CSN1

A quoi bon détruire, par l'analyse froide et bien française, la chaleur d'un moment heureux, d'une musique bouleversante ? Il existe un disque qui est en vente en France, et dont aucun mot ne pourra jamais rendre compte de la beauté. - Philippe Paringaux, Rock'n'Folk N°37 (Février 1970).

Putain, ça va pas être facile de passer derrière, hein ? Je vais essayer quand même, fou que je suis. Mais il faut dire qu'il a raison, le Paringaux : cet album est tellement beau qu'il en est quasiment inchroniquable. Et si vous ne savez pas qui est Paringaux, c'est un rock-critic qui fut actif de 1968 à 1973, au sein de Rock'n'Folk, magazine qu'il a géré (rédacteur en chef) à partir du milieu des années 70 (vers 1974/75), jusqu'au début des années 80. Il a aussi été romancier, parolier, scénariste de BD, traducteur (son occupation principale à l'heure actuelle).

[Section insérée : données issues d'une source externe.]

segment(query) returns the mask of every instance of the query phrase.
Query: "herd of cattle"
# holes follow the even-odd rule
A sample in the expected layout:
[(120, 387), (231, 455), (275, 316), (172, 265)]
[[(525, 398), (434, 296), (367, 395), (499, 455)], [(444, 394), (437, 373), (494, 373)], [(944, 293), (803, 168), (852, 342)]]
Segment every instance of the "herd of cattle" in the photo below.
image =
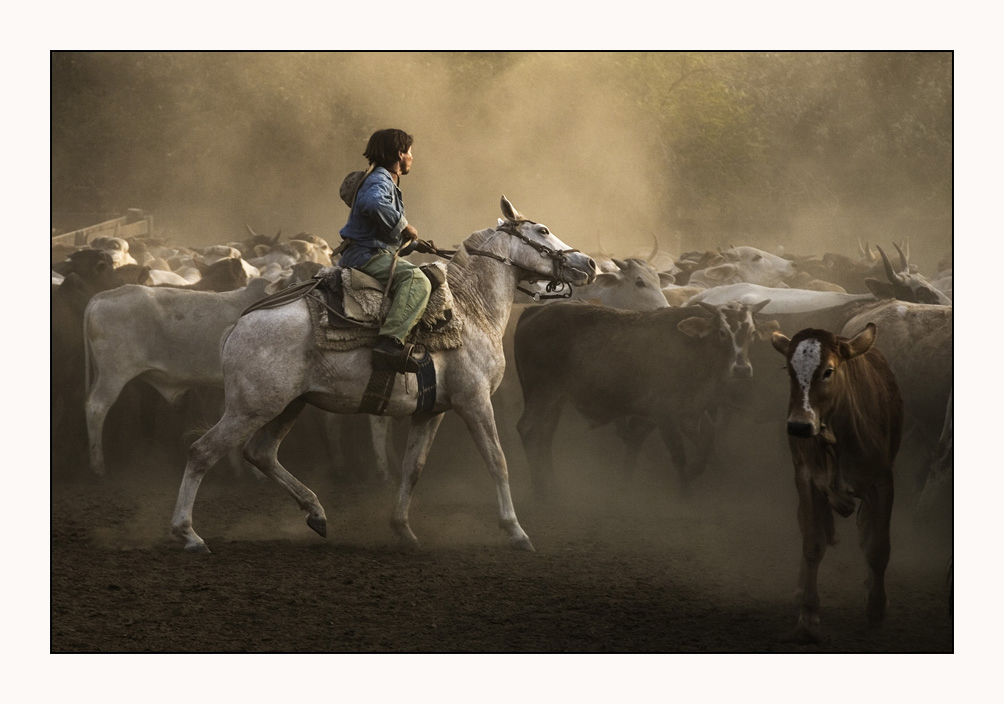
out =
[[(206, 248), (114, 237), (53, 247), (54, 467), (89, 463), (103, 473), (105, 421), (127, 384), (141, 380), (172, 403), (221, 386), (221, 336), (240, 313), (332, 266), (322, 238), (280, 242), (248, 230), (244, 241)], [(890, 257), (859, 244), (857, 258), (749, 246), (671, 257), (656, 246), (623, 259), (594, 256), (596, 280), (570, 301), (517, 301), (523, 310), (506, 339), (516, 374), (496, 400), (518, 380), (517, 428), (534, 489), (552, 490), (552, 440), (565, 403), (591, 425), (614, 424), (625, 476), (658, 430), (685, 485), (732, 420), (779, 420), (800, 496), (803, 635), (818, 623), (815, 570), (833, 537), (831, 510), (848, 515), (855, 498), (868, 615), (881, 620), (900, 429), (926, 458), (907, 472), (923, 486), (921, 510), (945, 500), (953, 442), (951, 255), (928, 278), (910, 264), (905, 242), (893, 246)], [(788, 385), (758, 374), (777, 367), (777, 352)], [(372, 430), (387, 474), (386, 425)]]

Les textes qu'il a écrit au sein de Rock'n'Folk sont parmi les meilleurs jamais parus dans la presse musicale française. La citation du haut vient d'un de ses articles sur Crosby, Stills & Nash, précisément un concert donné à l'Albert Hall de Londres, avec Neil Young en guest. Mais on est là pour parler d'eux, alors maintenant, parlons de Crosby, Stills & Nash, OK ? Ce groupe est majeur, mythique, parfait. On en parla, à l'épque, comme étant la réponse américaine aux Beatles, il fut envisagé de les signer, en Angleterre, sur Apple, mais les Beatles (du moins, Harrison en tout cas) sy opposeront fermement. Sinon, le groupe était signé sur Atlantic Records, le label d'Ahmet Ertegun. Pas un petit label, on le sait (Led Zeppelin...). Ce groupe, ce trio, a vu le jour en 1968 quand ses trois membres ont quitté leurs groupes respectifs, avec, pour chacun, une irrépressible envie de changer d'air. 

CSN3

Intérieur de pochette (ils sont dans l'ordre ; voir plus bas dans l'article pour l'explication de cette phrase)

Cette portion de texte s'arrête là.